In April 2015, nine UTEP faculty members from four departments, led by Professor Kelvin Cheu, initiated the Smart Cities Research Community. The group has received funds as part of the Center for Advanced Infrastructure and Transportation (Rutgers Tier 1 UTC) on a project, “Research Challenges toward the Implementation of Smart Cities in the United States,” with focuses on smart building, smart bridges and smart mobility. Strategic partnerships were quickly established with the Faculty of Transportation Sciences, Czech Technical University, Czech Republic, and College of Economics and Business Administration, University of Guadalajara, Mexico. In 2016, the UTEP and University of Guadalajara secured funding from Partners of the Americas Foundation to support the U.S.-Mexico Bi-Directional Study Abroad Program on Smart Cities, the first such international course with credits recognized by both universities. The UTEP Smart Cities Community is also in constant discussions for collaborative opportunities with the City of El Paso, which is designated by the Rockefeller Foundation as one of 100 Resilient Cities.
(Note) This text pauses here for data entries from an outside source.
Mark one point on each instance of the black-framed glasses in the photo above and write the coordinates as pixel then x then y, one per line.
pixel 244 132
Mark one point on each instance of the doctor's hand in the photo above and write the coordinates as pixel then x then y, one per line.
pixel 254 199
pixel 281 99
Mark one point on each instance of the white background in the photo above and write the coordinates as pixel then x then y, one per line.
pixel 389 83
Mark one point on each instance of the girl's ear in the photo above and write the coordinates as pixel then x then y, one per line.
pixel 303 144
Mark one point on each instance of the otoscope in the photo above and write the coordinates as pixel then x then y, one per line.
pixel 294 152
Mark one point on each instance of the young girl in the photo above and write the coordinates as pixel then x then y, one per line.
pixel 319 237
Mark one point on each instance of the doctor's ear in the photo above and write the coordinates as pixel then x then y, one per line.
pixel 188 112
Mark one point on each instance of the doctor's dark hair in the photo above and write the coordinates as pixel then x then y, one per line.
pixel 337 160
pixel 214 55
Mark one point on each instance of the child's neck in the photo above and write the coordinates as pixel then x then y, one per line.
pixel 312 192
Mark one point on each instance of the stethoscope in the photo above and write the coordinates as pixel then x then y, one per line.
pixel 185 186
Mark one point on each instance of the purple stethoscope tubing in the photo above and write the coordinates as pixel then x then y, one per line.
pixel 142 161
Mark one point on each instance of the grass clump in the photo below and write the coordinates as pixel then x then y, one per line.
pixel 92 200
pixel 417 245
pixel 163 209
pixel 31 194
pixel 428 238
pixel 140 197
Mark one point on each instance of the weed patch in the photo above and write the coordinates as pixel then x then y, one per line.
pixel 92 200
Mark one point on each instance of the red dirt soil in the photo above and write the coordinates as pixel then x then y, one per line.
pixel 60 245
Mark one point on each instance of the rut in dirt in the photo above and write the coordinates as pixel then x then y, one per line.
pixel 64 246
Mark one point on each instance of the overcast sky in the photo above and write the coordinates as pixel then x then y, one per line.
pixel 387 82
Thrust Area 3: Resilient, Secure, and Smart Transportation Infrastructure

Rutgers University (RU) and specifically Rutgers Infrastructure Monitoring and Evaluation (RIME) laboratory has been at the forefront of creating smart and resilient infrastructure from the bottom up in the last 15 years. Professor Nassif’s work on Structural Health Monitoring (SHM) with several state and federal agencies has paved the way to a smarter transportation infrastructure that is also more resilient and secure. Instrumentation of the Doremus Avenue Bridge, a pioneering implementation of a SHM system during and after construction in the early 2000’s, was an inflection point in the practice of SHM in the U.S. The RIME laboratory continues to instrument major transportation infrastructure elements of key facilities such as the New Jersey Turnpike (NJTPK), NJDOT’s Doremus Avenue Bridge, and NJ TRANSIT bridges with the ultimate goal of improving resiliency and reliability of our transportation system. Infrastructure design in the context of system of SoS also depends on its interaction with the smart grid and evaluation of resiliency.

The International Center for Enterprise Preparedness (InterCEP) at NYU led by Professor Bill Raisch was recently initiated to maintain a Regional Resilience Program for the Port Authority of New York and New Jersey (PANYNJ), called the Metropolitan Regional Resilience Network.